Vivimos de escritos y morimos de tachaduras. Edmond Jabès

Entre las paredes del trinquete de Pelayo hallé respuestas a algunas preguntas sobre lo que sea ser valenciano. Y también respecto a la naturaleza profunda de estas gentes de sangre impura, hirviente, taimada y creativa. Atravieso el bar, veo algunos rostros taciturnos -me lo parece- por el destino de este negocio ruinoso y amenazado por el cierre, saludo a José (Genovés II) y a los habituales de este territorio querido, con sus paredes algo rotas y su deambular de hombres. Casi siglo y medio, que se dice pronto.

Comprender el juego es comprender la vida.

Me gusta ver cómo arreglan sus manos en el vestuario mientras narran batallas de todo tipo de las que, gracias a la confianza del tiempo, soy espectador mudo. El ritual meticuloso trasforma los dedos en armas y el brazo en un látigo que llevará la pelota lejos del rival. Me agrada su sonido contra el cemento, los gritos de este juego intenso que un día abandonó las calles porque a los señoritos les molestaban las palabrotas.

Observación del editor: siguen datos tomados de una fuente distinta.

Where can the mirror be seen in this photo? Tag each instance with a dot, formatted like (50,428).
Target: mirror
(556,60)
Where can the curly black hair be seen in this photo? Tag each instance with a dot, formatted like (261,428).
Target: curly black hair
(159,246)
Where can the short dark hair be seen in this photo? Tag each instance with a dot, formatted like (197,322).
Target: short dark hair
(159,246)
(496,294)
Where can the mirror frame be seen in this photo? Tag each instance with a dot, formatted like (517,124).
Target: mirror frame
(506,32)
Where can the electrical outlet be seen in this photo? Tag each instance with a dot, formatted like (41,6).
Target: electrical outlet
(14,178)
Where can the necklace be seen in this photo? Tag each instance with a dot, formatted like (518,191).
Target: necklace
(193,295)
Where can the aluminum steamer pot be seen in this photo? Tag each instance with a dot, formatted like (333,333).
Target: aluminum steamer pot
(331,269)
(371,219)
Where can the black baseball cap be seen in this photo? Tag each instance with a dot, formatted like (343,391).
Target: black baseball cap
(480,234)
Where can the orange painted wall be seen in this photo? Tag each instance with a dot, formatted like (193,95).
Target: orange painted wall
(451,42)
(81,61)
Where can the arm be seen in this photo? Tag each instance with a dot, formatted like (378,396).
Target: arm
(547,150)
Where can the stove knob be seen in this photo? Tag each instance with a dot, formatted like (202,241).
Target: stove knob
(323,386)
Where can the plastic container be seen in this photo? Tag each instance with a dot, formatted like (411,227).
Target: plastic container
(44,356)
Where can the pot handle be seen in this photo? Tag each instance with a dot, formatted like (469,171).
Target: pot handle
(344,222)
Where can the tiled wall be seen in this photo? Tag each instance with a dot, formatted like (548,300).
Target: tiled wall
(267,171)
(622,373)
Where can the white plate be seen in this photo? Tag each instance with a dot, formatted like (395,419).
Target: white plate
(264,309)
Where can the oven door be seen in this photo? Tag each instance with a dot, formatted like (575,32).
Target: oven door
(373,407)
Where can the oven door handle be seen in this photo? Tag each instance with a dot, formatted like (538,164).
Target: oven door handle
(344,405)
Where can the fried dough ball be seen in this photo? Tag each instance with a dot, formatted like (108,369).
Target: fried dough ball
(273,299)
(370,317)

Estoy aquí sentado con mi cámara. Tampoco puedo decir algo nuevo. Se trata de un placer efímero, no hay grabaciones desde cada ángulo ni televisiones que repitan cada detalle. Estoy yo y puedo elegir el lugar. Moverme entre ellos, formar parte. Sentir la bola silbar sobre mi cabeza mientras cambian las apuestas en este teatro donde también los rojos y los azules siempre son rivales. Esta bóveda blanca es un templo valioso y único. Ojalá estuviera lleno, ojalá alguien que explicara con las puertas abiertas qué ocurre cada vez que se inicia una partida. Ojalá un segundo de conmoción, un minuto de lucidez, una hora de principios para entender la belleza de este singular deporte. Pienso que seré más pobre si cierra sus puertas y me privan de un placer tan sencillo. Soy un espectador que aguarda curioso un momento mágico, un lance, un salto, un gesto. Alguien que intenta hacer visible lo invisible.